As a 'parent' document this Standard specifies specific requirements to pressure equipment by making reference to a range of Australian, New Zealand and other Standards.

==Requirements and Compliance==

Equipment to be used in Australia or New Zealand must meet the following requirements:
- Compliance with the Standards listed in this Standard, including international Standards, or those equivalently agreed between all parties.
- Compliance with all applicable legal jurisdictions.
- Compliance with the contract documents.

When a selected Standard is used (local or international) as listed in this Standard, it shall be used in its entirety except when compliance with more appropriate requirements of other Standards. Irrespective of the Standard used, the Standard should only be considered as the minimal requirements and not necessarily holistic, therefore judgement needs to be exercised to ensure all relevant matters are covered.

==Pressure Equipment Standards==
AS/NZS 1200 is a 'parent' Standard that specifies the requirements and Standards specific to pressure equipment.
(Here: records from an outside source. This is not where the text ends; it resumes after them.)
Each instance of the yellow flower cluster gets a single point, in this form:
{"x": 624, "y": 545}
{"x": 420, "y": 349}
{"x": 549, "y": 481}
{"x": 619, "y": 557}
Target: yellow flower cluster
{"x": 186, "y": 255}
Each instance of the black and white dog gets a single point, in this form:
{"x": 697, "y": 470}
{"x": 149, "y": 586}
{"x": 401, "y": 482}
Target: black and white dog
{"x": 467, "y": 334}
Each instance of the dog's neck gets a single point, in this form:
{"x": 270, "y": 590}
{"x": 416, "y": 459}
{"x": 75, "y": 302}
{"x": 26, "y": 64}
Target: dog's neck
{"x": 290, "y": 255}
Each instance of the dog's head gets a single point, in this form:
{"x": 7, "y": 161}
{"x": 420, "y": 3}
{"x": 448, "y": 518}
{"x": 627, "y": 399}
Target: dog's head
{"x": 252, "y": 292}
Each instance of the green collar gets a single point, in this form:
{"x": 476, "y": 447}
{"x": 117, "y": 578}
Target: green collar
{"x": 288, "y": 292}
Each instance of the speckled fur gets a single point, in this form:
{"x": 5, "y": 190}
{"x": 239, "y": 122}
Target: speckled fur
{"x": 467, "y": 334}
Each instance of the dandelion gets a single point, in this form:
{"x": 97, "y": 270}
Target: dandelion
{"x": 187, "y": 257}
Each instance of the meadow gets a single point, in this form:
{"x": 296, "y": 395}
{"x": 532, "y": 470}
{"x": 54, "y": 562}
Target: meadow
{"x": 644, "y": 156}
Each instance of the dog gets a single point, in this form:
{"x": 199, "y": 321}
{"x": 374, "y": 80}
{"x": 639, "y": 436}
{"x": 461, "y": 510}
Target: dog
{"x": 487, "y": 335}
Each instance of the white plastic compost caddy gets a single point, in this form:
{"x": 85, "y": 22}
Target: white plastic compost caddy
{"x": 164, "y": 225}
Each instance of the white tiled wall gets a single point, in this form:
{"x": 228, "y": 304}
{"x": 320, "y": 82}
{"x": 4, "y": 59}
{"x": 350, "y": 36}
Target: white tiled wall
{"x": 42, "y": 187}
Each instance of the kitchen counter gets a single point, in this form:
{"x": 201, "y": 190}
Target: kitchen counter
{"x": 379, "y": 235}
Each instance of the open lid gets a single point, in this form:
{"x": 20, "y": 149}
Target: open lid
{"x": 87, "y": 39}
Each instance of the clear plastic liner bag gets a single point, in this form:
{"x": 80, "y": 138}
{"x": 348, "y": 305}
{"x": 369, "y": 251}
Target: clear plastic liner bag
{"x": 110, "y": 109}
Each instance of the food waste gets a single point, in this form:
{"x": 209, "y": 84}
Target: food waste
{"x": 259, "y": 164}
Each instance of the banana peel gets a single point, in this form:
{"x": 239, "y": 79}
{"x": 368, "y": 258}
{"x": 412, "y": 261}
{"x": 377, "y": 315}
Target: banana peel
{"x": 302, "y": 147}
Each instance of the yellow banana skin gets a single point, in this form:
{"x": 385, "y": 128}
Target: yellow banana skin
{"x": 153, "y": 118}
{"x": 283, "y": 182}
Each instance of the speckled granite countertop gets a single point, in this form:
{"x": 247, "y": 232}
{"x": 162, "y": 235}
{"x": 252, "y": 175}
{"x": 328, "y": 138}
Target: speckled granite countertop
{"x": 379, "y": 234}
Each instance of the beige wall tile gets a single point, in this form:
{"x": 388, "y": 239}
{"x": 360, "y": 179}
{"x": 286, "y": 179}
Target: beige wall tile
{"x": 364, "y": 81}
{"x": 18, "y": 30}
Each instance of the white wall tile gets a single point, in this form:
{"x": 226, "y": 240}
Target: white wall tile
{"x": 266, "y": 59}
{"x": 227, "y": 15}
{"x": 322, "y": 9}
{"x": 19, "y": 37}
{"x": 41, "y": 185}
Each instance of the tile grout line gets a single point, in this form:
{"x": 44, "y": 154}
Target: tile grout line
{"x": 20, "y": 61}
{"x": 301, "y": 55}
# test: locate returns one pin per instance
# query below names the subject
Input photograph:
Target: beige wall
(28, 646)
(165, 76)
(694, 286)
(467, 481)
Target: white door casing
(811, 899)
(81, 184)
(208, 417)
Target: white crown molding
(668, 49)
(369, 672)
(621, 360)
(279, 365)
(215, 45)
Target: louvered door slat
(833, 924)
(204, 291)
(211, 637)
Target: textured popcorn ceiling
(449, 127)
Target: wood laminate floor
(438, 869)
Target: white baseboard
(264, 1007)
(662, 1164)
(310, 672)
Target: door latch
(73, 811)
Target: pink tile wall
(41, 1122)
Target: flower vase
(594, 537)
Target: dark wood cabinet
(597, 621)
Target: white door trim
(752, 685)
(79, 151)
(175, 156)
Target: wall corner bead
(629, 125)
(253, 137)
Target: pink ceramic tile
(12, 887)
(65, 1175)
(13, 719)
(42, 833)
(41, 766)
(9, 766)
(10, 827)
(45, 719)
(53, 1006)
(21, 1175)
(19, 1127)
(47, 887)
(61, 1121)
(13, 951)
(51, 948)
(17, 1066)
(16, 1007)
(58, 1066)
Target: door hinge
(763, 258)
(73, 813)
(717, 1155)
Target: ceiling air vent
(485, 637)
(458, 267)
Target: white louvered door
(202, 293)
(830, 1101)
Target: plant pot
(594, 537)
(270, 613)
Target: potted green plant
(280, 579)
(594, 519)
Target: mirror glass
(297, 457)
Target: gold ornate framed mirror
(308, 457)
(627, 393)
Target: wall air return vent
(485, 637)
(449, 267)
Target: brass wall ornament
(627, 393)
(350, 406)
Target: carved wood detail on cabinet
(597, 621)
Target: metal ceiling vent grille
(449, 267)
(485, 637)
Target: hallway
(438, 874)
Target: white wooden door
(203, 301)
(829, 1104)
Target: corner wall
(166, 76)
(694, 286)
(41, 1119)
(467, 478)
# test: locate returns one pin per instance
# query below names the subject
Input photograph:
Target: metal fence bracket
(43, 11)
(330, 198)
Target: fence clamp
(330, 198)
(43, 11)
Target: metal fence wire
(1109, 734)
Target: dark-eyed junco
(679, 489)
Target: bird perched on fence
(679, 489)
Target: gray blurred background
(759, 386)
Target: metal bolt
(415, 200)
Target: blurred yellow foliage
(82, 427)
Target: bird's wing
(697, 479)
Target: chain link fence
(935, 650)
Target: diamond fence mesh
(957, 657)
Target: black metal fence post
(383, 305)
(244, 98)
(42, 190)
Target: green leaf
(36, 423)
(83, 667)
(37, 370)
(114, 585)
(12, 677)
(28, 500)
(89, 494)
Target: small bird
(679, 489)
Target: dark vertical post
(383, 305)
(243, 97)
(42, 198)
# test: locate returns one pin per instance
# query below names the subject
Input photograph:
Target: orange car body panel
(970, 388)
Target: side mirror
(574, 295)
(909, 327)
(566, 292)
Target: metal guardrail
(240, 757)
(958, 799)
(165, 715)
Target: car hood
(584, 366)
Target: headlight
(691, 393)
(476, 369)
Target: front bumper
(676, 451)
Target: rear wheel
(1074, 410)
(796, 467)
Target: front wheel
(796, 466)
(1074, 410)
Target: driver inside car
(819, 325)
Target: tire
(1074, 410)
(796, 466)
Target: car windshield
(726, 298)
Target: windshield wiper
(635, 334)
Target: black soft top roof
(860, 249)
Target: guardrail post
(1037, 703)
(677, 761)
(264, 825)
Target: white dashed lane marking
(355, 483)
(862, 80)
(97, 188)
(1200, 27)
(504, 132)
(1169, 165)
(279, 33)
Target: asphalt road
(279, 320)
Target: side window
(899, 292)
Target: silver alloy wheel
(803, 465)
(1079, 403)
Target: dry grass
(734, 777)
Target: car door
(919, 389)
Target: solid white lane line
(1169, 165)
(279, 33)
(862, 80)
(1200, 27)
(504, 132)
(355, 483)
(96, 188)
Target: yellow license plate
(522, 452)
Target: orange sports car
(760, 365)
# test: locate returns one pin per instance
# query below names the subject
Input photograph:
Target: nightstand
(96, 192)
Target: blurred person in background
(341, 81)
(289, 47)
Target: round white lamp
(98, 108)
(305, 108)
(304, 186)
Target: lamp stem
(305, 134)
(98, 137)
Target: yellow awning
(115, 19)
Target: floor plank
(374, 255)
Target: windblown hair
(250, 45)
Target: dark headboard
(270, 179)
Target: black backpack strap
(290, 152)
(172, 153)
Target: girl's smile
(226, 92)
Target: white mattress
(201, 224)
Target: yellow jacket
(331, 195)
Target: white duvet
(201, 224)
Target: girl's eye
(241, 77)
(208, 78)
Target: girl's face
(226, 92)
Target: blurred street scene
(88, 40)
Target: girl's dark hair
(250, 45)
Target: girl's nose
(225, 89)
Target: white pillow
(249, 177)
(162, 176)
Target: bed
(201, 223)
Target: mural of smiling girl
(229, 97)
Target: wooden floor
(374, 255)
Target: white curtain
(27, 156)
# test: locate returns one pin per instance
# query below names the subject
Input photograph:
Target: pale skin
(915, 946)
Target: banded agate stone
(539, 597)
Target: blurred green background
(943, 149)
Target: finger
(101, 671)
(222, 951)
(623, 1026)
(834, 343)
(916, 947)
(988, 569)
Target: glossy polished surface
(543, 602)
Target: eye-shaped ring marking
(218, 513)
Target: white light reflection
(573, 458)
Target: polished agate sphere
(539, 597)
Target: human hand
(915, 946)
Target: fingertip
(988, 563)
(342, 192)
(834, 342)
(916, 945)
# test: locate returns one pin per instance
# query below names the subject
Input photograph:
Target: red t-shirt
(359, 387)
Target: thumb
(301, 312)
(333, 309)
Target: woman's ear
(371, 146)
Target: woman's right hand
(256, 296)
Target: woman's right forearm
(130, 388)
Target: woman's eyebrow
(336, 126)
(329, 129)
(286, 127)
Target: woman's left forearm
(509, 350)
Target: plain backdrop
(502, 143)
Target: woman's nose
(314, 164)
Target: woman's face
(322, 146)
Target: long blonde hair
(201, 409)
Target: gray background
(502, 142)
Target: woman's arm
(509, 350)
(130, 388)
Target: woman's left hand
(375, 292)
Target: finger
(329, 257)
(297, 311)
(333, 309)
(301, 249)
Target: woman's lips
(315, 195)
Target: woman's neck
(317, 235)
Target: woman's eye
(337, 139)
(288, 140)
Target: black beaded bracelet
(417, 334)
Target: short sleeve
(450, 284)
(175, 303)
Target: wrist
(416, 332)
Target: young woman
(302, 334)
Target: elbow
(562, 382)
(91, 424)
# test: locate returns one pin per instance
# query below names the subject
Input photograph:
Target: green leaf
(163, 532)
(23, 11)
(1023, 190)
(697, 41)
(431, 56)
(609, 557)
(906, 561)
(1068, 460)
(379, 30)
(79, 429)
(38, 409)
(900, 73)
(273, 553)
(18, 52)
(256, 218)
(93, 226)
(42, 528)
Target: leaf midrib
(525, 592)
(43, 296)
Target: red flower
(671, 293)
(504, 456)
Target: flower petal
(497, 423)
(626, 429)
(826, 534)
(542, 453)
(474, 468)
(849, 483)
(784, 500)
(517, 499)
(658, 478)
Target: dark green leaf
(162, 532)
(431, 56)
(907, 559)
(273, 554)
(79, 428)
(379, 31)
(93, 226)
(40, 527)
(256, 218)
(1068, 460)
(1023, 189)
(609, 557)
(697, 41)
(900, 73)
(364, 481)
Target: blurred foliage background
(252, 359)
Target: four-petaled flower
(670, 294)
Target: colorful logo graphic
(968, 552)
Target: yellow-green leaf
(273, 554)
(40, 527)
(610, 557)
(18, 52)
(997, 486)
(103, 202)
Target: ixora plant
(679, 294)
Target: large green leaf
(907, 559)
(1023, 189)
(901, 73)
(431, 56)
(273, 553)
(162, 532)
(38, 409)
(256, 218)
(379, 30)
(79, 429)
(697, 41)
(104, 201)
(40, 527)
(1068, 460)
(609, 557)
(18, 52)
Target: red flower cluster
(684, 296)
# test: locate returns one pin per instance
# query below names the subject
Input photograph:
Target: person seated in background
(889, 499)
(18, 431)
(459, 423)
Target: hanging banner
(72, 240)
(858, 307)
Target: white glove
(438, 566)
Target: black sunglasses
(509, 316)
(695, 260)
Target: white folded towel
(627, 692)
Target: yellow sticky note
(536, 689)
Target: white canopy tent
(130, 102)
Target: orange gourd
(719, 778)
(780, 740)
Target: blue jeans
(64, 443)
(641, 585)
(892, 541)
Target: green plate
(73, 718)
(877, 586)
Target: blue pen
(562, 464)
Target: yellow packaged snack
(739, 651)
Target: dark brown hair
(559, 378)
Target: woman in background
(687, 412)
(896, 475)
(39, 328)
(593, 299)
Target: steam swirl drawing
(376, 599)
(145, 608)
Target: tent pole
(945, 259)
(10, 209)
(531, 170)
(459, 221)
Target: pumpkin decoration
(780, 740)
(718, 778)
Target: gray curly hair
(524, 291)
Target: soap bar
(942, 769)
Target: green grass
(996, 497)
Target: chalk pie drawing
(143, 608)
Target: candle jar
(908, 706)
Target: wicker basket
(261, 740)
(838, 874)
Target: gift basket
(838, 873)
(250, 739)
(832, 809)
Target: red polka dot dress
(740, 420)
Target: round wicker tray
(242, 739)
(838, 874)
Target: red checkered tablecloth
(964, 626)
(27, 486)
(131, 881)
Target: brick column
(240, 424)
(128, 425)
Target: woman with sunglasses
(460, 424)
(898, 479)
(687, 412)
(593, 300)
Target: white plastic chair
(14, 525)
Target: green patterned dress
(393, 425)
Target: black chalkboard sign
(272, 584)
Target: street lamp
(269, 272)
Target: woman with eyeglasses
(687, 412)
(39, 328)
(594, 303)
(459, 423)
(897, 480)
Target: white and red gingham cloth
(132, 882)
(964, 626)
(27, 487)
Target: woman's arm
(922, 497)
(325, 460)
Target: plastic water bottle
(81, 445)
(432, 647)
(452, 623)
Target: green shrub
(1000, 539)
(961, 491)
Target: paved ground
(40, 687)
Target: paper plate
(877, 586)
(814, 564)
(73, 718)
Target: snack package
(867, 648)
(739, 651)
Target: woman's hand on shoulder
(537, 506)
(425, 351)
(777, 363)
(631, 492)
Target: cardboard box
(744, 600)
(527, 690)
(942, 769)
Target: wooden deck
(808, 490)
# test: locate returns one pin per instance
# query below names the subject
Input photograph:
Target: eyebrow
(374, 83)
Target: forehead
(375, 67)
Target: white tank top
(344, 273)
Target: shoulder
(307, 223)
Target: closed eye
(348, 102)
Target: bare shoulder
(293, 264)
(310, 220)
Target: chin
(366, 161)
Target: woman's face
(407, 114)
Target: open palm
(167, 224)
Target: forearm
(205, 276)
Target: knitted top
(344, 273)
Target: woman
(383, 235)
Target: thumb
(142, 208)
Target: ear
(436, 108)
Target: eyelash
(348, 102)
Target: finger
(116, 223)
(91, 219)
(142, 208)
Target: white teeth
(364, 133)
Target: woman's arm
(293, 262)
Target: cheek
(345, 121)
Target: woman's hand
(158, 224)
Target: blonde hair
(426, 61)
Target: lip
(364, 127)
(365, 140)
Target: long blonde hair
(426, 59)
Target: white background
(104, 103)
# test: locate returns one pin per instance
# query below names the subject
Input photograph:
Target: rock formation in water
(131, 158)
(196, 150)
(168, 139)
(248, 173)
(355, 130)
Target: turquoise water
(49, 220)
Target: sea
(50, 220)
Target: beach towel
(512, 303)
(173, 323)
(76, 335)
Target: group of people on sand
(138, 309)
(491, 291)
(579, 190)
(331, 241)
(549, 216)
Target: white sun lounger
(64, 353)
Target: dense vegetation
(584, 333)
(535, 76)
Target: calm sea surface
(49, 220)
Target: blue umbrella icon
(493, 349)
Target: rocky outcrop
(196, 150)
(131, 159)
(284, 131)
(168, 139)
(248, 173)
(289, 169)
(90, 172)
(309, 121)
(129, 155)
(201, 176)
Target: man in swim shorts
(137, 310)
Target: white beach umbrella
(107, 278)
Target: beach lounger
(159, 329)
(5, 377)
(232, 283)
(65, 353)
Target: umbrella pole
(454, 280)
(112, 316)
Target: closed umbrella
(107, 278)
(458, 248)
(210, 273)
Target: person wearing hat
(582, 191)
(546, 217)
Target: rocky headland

The following provides a sample of some of the Standards applicable to pressure equipment under this Standard.

| Function | Equipment / Action | Standard |
| General | General Requirements | AS/NZS 1200 |
| Hazard levels | AS 4343 |
| Construction | Boilers | AS 1228 |
| Pressure Vessels - General | AS 1210–2010 |
| Pressure Vessels - Advanced Design | AS 1210–2010 |
| Pressure Vessels - Cold-stretched Austenitic Stainless Steel Vessels | AS 1210–2010 |
| Pressure Piping - General | AS 4041 |
| Manufacturing | AS 4458 |
| Welding and Brazing Qualifications | AS/NZS 3992 |
| Examination and Testing | AS 4037 |
| Installation | AS 3892 |
| Use | In-service Inspections | AS/NZS 3788 |
| Use | Inspections | AS 3873 |

==Conformity Assessment==

=== Australia ===

National

Pressure equipment is to be in accordance with AS/NZS 1200 per the Australian Government legislation as stipulated in Regulations 4.05(2)(d) and 4.51 (4)(b) of the Occupational Health and Safety (Safety Standards) Regulations 1994.

Queensland

Some pressure equipment (excluding pressure piping) is regulated in the state of Queensland as per Schedule 4 (13) of the Workplace Health and Safety Regulation 2008. In this Schedule, it refers to certain criteria being met per AS 4343, which scope is to classify hazard levels of pressure equipment to AS/NZS 1200.

New South Wales

Pressure equipment is regulated in the state of New South Wales as per Clause 94 (a) of the Occupational Health and Safety Regulation 2001. This Clause refers to AS 4343 and AS 1210, which are main Standards referenced in the 'parent' Standard AS/NZS 1200.

=== New Zealand ===

Pressure equipment is to be in accordance with AS/NZS 1200 under New Zealand legislation as stipulated in section 3.4.1(1) of the Approved Code of Practice (ACOP) for Pressure Equipment (Excluding Boilers). This ACOP supports the requirements of the Health and Safety in Employment (Pressure Equipment, Cranes and Passenger Ropeways) Regulations 1999.